While the film was also filmed in New York and Budapest, there’s a Philly undercurrent throughout — shots and setpieces flashing glimpses of the Art Alliance or Newlin Grist Mill, for instance. There’s also a sequence featuring Villanova’s Ardrossan, the enormous Georgian Revival mansion built in 1911 for the Montgomerys, the Main Line bluebloods who inspired The Philadelphia Story. As it’s named after the clan’s ancestral Scottish home, Ardrossan’s architecture “is an exact replica of the types of estates in Scotland where these spies historically trained,” explains Thomas.
The physical and mental gauntlet the protagonists endure there approximates the tactics of the SOE, known colloquially as Great Britain’s “Ministry of Ungentlemanly Warfare.” The Winston Churchill-approved initiative stood out for its then-unconventional recruitment of civilians, foreign nationals, and women to execute Allied tradecraft. This is how Hall, a charismatic, highly educated, multilingual Baltimorean with diplomatic aspirations, joined the cause.
Blackballed from foreign postings due to her gender and physical limitations — in her 20s, she lost part of her left leg in a hunting accident, and wore a draconian prosthesis — Hall was recruited to develop a clandestine intelligence network, codename “Heckler,” in Nazi-controlled Lyon in 1941.
Juggling assumed identities and ever-changing disguises while operating under constant threat of capture, Hall and her assets nonetheless earned their ruthless and efficient reputations. Hall intercepted sensitive Nazi signals and codes; supplied agents and rebels with money, weapons, and resources; and orchestrated numerous rescue missions, guerrilla attacks, sabotage operations and prison breaks.
Radhika Apte, a big star of Indian stage and screen who’s begun appearing in more English-language fare, portrays Noor Inayat Khan, the ace SOE radio operator whose desire to earn military valor for fellow Indian Brits conflicts with her pacifist convictions. Stana Katic, perhaps best-known from ABC’s Castle, is Vera Atkins, a Romanian-Jewish codebreaker and prolific recruiter responsible for bringing dozens of female agents into the SOE fold.
Thomas did tweak some chronology in A Call to Spy, uniting her trio in a single timeline for storytelling purposes. “They were each the firsts in their field,” she says. “Virginia was the first female field agent, Noor was the first female wireless operator, and Vera was the first and only spymistress who recruited women. The purpose was to explore this greater theme of people from different nationalities and religions resisting against a common evil — a more global story.”

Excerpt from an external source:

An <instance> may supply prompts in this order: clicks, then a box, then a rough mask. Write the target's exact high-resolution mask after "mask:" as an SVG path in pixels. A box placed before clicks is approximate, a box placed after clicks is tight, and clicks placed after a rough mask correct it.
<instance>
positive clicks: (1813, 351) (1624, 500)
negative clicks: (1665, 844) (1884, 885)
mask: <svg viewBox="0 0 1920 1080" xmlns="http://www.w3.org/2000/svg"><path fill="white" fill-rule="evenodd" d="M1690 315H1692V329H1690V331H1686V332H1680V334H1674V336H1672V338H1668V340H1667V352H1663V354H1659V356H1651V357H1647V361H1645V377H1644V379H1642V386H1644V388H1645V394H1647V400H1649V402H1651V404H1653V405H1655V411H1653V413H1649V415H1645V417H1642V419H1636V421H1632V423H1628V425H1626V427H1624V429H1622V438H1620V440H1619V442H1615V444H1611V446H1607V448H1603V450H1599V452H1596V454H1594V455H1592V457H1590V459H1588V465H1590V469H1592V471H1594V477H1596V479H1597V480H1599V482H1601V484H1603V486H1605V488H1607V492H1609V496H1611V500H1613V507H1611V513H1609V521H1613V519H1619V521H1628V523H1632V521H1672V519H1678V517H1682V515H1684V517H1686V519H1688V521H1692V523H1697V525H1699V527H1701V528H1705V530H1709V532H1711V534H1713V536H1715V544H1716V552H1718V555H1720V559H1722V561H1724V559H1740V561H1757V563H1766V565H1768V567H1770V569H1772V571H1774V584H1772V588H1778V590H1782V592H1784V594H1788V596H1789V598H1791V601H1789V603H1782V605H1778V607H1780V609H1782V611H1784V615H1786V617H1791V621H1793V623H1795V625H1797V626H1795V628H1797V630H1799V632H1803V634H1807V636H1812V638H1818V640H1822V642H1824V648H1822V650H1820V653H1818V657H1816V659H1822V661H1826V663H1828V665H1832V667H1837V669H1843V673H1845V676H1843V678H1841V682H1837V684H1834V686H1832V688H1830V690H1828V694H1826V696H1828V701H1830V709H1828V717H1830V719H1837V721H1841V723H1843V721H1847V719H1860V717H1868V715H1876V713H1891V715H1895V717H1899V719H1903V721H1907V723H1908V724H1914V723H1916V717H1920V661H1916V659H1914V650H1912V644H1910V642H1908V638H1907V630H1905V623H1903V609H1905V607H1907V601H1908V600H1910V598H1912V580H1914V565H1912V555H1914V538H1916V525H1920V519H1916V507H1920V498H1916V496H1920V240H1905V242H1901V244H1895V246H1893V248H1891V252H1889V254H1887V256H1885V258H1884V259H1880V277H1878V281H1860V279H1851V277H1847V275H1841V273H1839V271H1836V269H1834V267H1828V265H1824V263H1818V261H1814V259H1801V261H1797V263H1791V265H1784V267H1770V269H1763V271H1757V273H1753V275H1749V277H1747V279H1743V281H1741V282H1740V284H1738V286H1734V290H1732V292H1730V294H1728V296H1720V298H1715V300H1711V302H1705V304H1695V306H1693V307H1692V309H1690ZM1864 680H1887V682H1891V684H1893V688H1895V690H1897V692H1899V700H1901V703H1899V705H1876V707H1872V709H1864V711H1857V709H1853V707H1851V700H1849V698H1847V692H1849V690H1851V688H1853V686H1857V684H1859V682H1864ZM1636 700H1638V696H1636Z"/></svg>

Whether the setting is Boathouse Row, a Wall Street boardroom, or war-torn 1940s Europe, Thomas grounds her films in the extraordinary accomplishments, and human complexities, of everyday women. “What I really wanted to showcase was their grit and determination to do the job, and to show the power of the individual,” she says. “We can all stand up for whatever we believe in.”